A coordenadora-geral de emergências ambientais do Ibama, Fernanda Pirillo Inojosa, disse, nesta terça-feira (29), que o novo decreto do Plano Nacional de Contingência (PNC) se deu dentro do contexto do grande vazamento de óleo identificado na costa brasileiro em 2019 e resolveu alguns dos problemas enfrentados nesse episódio. Ela destacou, entre as principais mudanças, as regras de atuação em casos manchas de origem desconhecidas (órfãs), de ressarcimento, além da recriação de colegiados extintos em janeiro de 2019 e da menção de forma expressa da necessidade de sempre consolidar as lições aprendidas de eventos relevantes.
“Fizemos de forma voluntária o agrupamento, mas não havia previsão em decreto de que fosse feito. Entendemos que precisamos aprender com isso e o novo decreto (10.950/2022) traz expressamente essa necessidade”, disse Fernanda, durante o CooperaPortos, promovido pela Agência Nacional de Transportes Aquaviários (Antaq).
A coordenadora ressaltou que, por ser um decreto publicado em janeiro, ele ainda está dentro do prazo para que os órgão indiquem quais são os agentes que vão atuar em caso de acidentes. “Haverá um recomeço, embora o GAA (Grupo de Avaliação e Acompanhamento) sejam as mesmas pessoas e instituições. Para toda aquela rede há um recomeço e precisamos ter paciência para essa primeira organização do plano”, disse.

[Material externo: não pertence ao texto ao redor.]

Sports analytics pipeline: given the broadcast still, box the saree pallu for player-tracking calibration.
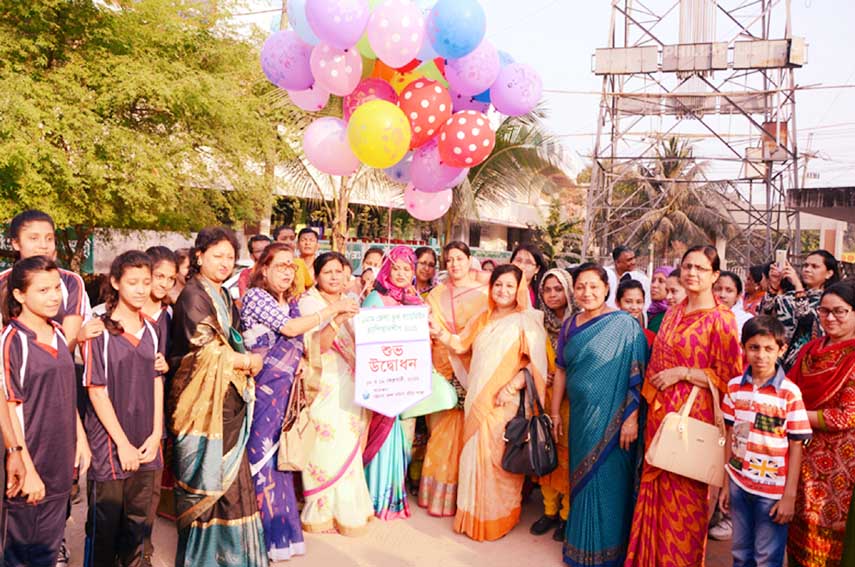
[247,336,306,561]
[170,322,267,567]
[419,283,487,516]
[562,311,647,567]
[454,310,546,541]
[624,301,743,567]
[299,288,374,535]
[787,339,855,567]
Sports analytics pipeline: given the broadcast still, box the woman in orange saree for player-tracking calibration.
[419,242,487,516]
[434,264,546,541]
[624,246,743,567]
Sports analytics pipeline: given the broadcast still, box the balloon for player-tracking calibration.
[347,100,411,169]
[261,30,315,91]
[445,39,501,96]
[439,110,496,167]
[288,85,330,112]
[426,0,487,59]
[303,116,359,175]
[342,79,398,120]
[410,140,460,193]
[448,88,490,113]
[286,0,321,45]
[398,79,451,149]
[306,0,370,49]
[367,0,425,67]
[490,63,543,116]
[310,42,362,96]
[404,185,454,221]
[383,152,413,183]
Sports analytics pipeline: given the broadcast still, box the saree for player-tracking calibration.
[625,300,743,567]
[787,339,855,567]
[362,286,415,520]
[419,282,488,516]
[454,302,546,541]
[241,288,306,561]
[299,288,374,535]
[169,276,267,567]
[559,311,647,566]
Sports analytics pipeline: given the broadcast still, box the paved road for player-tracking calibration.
[66,492,731,567]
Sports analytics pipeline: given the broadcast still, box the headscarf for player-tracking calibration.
[374,246,422,305]
[538,268,573,348]
[647,266,675,315]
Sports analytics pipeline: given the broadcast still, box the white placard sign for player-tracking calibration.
[353,306,432,417]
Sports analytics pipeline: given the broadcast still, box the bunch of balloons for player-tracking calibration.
[261,0,542,220]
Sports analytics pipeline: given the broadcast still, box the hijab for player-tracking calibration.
[647,266,675,315]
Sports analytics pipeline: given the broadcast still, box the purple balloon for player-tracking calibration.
[445,39,501,96]
[410,139,460,193]
[261,30,315,91]
[288,85,330,112]
[306,0,370,49]
[303,116,360,175]
[448,88,490,114]
[404,184,454,221]
[490,63,543,116]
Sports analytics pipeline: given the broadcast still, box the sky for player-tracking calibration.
[241,0,855,186]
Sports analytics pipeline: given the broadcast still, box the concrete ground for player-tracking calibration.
[66,492,732,567]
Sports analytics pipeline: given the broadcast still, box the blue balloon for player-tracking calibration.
[472,89,490,102]
[426,0,487,59]
[290,0,321,45]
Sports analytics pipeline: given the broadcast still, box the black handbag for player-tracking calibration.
[502,368,558,476]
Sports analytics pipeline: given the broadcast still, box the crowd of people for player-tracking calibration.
[0,210,855,567]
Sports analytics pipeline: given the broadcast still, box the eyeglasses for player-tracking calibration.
[680,264,712,274]
[816,307,852,321]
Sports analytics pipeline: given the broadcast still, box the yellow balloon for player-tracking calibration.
[347,100,412,169]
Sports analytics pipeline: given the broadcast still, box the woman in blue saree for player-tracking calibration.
[550,264,647,567]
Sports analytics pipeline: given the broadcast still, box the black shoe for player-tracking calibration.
[529,514,562,535]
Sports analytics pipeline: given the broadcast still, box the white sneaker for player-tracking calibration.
[709,518,733,541]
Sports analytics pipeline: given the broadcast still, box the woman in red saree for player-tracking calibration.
[787,281,855,567]
[625,246,743,567]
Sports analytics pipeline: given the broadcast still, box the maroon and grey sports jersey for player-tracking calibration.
[83,321,163,481]
[0,319,77,501]
[0,268,92,325]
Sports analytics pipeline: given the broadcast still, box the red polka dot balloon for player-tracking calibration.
[398,79,451,148]
[439,110,496,167]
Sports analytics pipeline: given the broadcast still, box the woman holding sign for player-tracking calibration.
[419,242,488,516]
[299,252,374,535]
[362,246,422,520]
[431,264,547,541]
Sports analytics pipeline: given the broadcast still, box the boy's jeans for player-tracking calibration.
[729,480,787,567]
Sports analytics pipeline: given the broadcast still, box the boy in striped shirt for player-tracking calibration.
[719,316,812,567]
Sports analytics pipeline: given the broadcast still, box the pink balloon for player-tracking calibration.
[306,0,370,49]
[448,88,490,113]
[303,116,359,175]
[404,184,454,221]
[310,42,362,96]
[490,63,543,116]
[410,139,460,193]
[367,0,425,68]
[288,85,330,112]
[342,79,398,120]
[445,39,502,96]
[261,30,315,91]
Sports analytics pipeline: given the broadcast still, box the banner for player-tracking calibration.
[353,306,432,417]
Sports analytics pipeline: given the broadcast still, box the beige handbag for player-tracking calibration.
[276,373,315,471]
[645,377,727,487]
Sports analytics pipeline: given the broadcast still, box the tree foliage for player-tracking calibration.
[0,0,278,263]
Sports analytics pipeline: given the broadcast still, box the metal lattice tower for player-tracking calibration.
[583,0,806,265]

Fernanda acrescentou que, após as definições, o plano ainda passará por simulados.
A coordenadora avaliou que os planos de emergência individuais (PEIs) já tratam dos piores cenários e que os planos de área (PAs) tratam dos piores cenários e de manchas de origem desconhecida e situações que envolvem outros potenciais poluidores que não sejam diretamente signatários do PA. Apesar dos avanços, Fernanda disse não ser possível afirmar que todas as questões relacionadas à resposta à emergência no Brasil estão resolvidas a ponto de evitar todas as dificuldades enfrentadas em 2019.
Ela identificou a necessidade de instrumentos para tratar de acidentes em áreas não cobertas pelos planos de áreas, dando como exemplo uma mancha órfã que eventualmente apareça a 200 quilômetros das áreas dos PAs de Santos (SP) ou de Paranaguá (PR). “É importante ter a noção da intenção do PNC de permitir a atuação coordenada, não de dar a resposta. Ele vai dar resposta em vários momentos, mas o objetivo principal dele é organizar o modelo para atender ao derramamento de óleo”, frisou Fernanda.
A coordenadora considera que a parte mais importante do novo decreto aborda que os custos referentes à requisição de bens e serviços serão ressarcidos pelo poluidor. Ela explicou que houve mudança no artigo que utilizava um termo vago, no qual o ‘poder executivo federal’ deveria cobrir os custos . O novo decreto prevê que, enquanto não houver um poluidor identificado, cada ator deverá exercer seu papel. Segundo a coordenadora do Ibama, o artigo 9º do decreto 10.950/2022 deixou mais claro que quem vai providenciar o ressarcimento é a autoridade nacional, representada pelo Ministério do Meio Ambiente.